Maidens are unbranched, grafted one year prior.
- They are the youngest, cheapest fruit tree you can buy.
- They are the basic "building block" from which all other tree shapes are formed (apart from mini-patio trees).
"Bush" and half-standards forms are branched, grafted two or three years prior.
- They are the most popular options for most gardeners, giving you a real head start on a mature tree:
- The difference is that the bush form has a short trunk about 75cm tall, and the half-standard form has a trunk about 1.25cm tall.
- The bush form is easy to harvest and takes up less space. A strimmer may be easier to get under it than a lawnmower.
- The half-standard form produces more fruit, and you can push a mower around it more easily.
Read more about fruit tree sizes.
Choosing Fruit Trees
Quickly Choose the Best Variety Lists
What are the best fruit trees for the UK?
Our range of fruit trees includes well known supermarket varieties and old heritage favourites.
We try to give enough info to make a decision based on your area, but wherever you are, good soil and sun are ideal.

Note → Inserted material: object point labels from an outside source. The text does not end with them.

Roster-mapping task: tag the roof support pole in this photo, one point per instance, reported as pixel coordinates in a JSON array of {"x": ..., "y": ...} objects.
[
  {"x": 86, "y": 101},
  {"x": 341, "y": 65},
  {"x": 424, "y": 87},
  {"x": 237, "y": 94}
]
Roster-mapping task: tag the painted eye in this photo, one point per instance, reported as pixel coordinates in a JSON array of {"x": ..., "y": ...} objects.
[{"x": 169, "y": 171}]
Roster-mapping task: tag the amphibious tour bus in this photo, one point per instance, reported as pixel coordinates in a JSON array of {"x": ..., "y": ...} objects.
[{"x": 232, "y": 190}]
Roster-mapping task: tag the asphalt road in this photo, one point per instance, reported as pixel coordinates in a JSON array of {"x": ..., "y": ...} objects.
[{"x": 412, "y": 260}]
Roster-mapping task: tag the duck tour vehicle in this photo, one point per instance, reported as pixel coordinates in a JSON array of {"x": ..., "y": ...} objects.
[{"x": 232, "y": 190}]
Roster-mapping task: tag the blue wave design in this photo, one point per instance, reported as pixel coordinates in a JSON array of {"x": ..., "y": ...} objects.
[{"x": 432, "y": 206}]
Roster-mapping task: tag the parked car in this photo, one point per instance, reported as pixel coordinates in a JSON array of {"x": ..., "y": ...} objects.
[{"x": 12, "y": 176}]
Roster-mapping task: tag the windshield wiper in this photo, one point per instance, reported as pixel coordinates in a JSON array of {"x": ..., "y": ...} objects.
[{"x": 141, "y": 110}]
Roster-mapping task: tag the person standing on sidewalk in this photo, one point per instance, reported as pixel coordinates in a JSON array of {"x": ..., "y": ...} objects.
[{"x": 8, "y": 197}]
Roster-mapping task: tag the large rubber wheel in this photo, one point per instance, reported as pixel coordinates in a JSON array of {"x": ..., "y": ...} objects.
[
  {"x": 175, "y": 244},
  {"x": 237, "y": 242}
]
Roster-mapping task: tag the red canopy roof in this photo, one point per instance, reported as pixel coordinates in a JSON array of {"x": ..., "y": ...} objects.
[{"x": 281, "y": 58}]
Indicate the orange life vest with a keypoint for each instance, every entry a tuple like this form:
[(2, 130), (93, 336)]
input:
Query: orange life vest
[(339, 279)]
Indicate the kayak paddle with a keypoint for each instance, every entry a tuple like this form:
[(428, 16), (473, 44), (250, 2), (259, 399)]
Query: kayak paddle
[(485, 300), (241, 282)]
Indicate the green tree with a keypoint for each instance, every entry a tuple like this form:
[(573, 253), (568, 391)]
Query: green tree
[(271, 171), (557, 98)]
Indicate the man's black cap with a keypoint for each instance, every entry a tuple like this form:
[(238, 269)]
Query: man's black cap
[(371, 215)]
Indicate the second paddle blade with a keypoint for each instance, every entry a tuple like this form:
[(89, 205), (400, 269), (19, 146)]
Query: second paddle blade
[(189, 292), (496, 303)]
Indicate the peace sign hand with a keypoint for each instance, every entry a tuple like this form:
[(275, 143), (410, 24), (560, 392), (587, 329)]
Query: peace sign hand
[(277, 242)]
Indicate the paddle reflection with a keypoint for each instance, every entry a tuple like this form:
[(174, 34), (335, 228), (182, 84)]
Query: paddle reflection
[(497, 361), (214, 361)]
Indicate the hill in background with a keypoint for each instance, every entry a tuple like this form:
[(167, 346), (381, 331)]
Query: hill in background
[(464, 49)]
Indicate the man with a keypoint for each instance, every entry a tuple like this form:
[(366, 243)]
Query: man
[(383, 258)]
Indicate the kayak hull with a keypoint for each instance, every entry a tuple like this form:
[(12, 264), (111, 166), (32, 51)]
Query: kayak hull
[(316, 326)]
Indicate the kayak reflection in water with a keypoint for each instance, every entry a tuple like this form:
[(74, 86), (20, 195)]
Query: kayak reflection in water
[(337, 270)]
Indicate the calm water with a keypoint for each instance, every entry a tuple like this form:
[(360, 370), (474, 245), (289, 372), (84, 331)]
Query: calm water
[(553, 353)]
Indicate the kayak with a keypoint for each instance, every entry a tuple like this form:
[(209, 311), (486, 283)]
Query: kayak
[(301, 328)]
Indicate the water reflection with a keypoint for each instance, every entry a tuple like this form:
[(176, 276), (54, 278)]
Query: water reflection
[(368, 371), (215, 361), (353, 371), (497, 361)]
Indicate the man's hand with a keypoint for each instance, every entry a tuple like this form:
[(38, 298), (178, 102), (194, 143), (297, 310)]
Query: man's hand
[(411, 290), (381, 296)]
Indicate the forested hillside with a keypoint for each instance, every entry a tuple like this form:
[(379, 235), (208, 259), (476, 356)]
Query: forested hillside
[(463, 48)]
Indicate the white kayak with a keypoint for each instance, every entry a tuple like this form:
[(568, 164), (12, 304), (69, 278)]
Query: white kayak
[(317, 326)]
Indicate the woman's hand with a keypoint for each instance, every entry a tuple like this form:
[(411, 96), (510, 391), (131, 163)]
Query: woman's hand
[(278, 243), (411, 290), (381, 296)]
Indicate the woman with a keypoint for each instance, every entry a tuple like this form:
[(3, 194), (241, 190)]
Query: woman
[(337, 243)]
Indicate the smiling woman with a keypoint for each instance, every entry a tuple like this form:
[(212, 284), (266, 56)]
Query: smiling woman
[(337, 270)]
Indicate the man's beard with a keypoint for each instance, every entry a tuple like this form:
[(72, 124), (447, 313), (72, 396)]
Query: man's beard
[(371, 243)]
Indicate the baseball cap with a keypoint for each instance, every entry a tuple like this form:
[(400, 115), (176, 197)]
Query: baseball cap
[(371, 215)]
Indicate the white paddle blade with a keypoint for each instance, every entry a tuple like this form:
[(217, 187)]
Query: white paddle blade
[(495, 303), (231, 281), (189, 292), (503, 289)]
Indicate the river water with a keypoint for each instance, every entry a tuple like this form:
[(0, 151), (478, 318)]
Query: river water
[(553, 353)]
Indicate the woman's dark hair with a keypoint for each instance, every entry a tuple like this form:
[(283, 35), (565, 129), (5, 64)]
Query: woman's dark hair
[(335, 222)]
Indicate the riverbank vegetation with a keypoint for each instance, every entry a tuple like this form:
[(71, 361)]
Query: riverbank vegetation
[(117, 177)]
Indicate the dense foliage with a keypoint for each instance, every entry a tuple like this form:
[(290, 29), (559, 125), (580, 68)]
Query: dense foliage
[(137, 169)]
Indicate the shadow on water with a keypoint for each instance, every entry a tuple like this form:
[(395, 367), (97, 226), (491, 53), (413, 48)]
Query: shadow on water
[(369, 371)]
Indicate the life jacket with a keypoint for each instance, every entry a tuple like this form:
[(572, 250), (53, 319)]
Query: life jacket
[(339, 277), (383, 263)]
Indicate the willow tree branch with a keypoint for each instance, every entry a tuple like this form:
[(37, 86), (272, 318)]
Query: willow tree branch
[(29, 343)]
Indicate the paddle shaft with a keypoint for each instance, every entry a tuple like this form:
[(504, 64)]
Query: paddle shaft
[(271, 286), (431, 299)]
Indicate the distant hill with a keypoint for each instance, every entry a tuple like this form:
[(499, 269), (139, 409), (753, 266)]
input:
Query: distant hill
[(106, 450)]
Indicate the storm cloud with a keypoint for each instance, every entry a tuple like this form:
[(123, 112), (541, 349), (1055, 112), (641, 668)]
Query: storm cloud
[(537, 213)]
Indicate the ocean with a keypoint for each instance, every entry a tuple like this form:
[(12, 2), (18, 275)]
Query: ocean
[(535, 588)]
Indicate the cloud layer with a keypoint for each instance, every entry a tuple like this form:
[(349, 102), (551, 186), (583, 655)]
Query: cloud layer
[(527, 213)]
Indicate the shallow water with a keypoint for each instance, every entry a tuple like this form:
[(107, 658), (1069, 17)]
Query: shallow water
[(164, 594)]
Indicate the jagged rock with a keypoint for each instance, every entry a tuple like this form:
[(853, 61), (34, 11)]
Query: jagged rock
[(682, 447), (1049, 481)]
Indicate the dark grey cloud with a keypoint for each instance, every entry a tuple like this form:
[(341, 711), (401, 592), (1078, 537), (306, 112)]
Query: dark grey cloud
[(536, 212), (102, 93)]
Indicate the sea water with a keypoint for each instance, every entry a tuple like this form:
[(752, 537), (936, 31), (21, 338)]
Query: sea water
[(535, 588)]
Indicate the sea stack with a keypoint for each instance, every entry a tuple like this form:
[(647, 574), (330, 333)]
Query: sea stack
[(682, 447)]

The apple and the blackberry are the essential British fruits, along with the blackcurrant for jelly and the gooseberry for dessert.
Fruit needs sun to sweeten, so in the shade it's good to grow acidic, sour varieties for cooking and jam, like a Bramley or Grenadier cooking apple, or the Morello sour cherry.
Our smallest fruit tree is Little Miss Figgy dwarf fig, perfect for a pot on a sunny patio, or for the front of a hot border.
- We no longer sell ready-made fan, espalier, or cordon fruit trees for training on wires: you can make your own by starting with a maiden tree.
- We no longer sell "Franken Family fruit trees" of multiple varieties grafted onto one tree; you can buy rootstocks to create your own.
Which Fruit Tree Shape Should I Choose?
The best fruit tree shape for you will mostly depend on how much space you have.
- For a normal town garden, a tree prepared as a bush (i.e. with a short trunk) is ideal, and should grow to under 3 metres.
- A half standard is a proper orchard tree that will reach around 4 metres.
- Selected varieties are available as ready-made cordons, which are grown diagonally on wires, usually against a sunny wall.
One-year-old maidens are the cheapest way to buy a fruit tree, from which you can make any shape; you must start with a maiden for training fans or espaliers.
Our fruit tree shapes page has more details.
Pruning Fruit Trees
You must prune your trees from the start. Failure to prune will result in an unproductive mess.
Prune fruit trees with sharp, clean tools.
Ideally, disinfect your tools with alcohol between each tree, and between each cut if there is any sign of disease.
As with any tree, remove DDD wood at any time: Dead, Diseased, and Damaged wood.
Do most pruning in winter, except on stone fruit (Prunus species: cherry, plum, gage, damson), which should ideally be pruned in dry weather during late spring and summer, when the sap is flowing, to prevent Silver Leaf disease.
Our pruning videos show you how easy it is to train maidens into your own Open Centre Bush or Half Standard forms, and cordons for spur bearing apples and pears (if you buy those forms ready-made, skip the year one video and start at year two).